= Kompozit =

Russian materials science company

AO "Кompozit" (Joint Stock Company "Kompozit") (АО «Композит»), previously ОAO "Кompozit" (Open Joint Stock Company "Kompozit") (ОАО «Композит»), is a Russian company in the field of materials science, famous for its role in several spacecraft and rocket projects. It is based in Korolyov, Moscow Oblast.

== Overview ==
AO "Kompozit" carries out research, experimentation, development and production of materials for advanced and general applications. Its products include aluminum, beryllium, titanium, nickel alloys; intermetallics, constructional steels, carbon-carbon and ceramic-matrix composites, metal-matrix composites reinforced with boric and carbon fibers, constructional glass, organic and carbon fibers plastics, coverings, glues, compounds and enamels.

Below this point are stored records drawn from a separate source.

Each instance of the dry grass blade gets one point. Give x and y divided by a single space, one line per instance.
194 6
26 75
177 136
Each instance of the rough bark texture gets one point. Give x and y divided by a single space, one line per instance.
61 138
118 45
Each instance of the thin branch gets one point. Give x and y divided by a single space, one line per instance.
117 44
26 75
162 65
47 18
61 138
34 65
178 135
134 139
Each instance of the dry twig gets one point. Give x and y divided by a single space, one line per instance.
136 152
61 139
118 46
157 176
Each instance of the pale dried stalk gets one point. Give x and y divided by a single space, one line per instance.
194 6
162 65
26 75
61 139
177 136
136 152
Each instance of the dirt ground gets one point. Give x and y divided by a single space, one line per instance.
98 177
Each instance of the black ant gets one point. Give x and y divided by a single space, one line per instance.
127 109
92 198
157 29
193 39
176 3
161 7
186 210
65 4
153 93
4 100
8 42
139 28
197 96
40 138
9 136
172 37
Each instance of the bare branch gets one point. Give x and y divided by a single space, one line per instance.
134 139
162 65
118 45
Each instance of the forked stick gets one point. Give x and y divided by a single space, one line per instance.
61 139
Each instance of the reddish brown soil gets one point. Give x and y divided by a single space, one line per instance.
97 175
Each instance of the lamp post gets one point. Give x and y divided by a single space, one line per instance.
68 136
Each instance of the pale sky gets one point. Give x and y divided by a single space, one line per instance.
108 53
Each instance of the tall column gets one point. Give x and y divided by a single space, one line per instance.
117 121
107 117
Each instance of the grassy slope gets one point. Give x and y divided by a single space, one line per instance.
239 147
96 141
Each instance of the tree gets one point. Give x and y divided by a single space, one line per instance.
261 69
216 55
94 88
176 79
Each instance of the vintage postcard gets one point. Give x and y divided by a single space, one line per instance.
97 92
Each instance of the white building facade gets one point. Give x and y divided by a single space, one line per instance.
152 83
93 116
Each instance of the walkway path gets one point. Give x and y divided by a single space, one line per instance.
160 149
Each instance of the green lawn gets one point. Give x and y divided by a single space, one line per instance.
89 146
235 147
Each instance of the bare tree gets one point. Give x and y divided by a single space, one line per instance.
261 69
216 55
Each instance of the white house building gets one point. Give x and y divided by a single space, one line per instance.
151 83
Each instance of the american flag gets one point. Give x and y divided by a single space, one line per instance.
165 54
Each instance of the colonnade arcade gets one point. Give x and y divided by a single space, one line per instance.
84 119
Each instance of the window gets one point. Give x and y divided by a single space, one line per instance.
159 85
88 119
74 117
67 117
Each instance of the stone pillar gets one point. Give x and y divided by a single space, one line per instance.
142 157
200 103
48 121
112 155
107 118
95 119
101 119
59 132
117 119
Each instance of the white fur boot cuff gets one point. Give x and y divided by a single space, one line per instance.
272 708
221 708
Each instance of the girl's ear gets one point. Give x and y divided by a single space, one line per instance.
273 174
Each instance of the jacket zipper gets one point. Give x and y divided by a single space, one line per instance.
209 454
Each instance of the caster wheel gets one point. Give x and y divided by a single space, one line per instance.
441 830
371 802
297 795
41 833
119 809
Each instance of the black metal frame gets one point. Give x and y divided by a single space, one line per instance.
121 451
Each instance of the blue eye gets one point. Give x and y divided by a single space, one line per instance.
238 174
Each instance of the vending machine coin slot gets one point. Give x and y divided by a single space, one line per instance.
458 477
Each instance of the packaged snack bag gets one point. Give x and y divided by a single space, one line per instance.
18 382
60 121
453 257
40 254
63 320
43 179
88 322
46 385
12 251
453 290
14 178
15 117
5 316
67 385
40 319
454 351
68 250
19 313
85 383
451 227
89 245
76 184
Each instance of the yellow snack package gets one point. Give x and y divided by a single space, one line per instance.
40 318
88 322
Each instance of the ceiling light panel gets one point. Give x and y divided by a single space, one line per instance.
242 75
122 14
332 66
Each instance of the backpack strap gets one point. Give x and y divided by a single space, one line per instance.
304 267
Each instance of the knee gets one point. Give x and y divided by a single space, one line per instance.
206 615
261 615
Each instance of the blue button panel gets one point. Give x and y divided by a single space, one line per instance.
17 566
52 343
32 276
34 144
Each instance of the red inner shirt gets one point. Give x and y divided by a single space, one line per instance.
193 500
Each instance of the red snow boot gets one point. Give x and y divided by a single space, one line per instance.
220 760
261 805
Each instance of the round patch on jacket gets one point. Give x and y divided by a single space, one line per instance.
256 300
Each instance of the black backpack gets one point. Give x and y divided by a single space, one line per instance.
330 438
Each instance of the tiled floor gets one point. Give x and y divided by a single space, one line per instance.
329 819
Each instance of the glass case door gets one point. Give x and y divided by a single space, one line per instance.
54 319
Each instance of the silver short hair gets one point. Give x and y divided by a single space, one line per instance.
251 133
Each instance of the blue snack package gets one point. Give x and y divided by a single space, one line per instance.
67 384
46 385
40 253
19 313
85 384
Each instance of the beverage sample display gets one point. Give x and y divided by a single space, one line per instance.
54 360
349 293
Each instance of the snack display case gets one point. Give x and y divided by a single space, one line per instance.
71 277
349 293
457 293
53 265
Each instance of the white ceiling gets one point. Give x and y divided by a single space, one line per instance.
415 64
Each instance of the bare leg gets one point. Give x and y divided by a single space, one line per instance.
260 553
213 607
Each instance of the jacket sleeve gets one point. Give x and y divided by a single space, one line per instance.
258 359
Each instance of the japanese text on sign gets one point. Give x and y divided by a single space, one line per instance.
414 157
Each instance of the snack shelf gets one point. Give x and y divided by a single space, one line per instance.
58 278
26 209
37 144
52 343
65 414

The company has been involved in several spacecraft programs, such as Salyut, Soyuz, Proton, Mir, Energiya‑Buran, Sojuz‑Apollon, Vega, Fobos and the International Space Station. It has also delivered some elements of the beryllium ion guide of CERN's Large Hadron Collider in Switzerland.

== History ==
Kompozit's history dates back to 1947, when it was founded as the material science department of plant No 88. It later became a branch of the material science research institute-88. In 1975 the separate organization Central material science research institute under the General Engineering Ministry of the USSR was created. In 1987 it was reorganized into the scientific production association Kompozit (since July 1993 it has been a public corporation).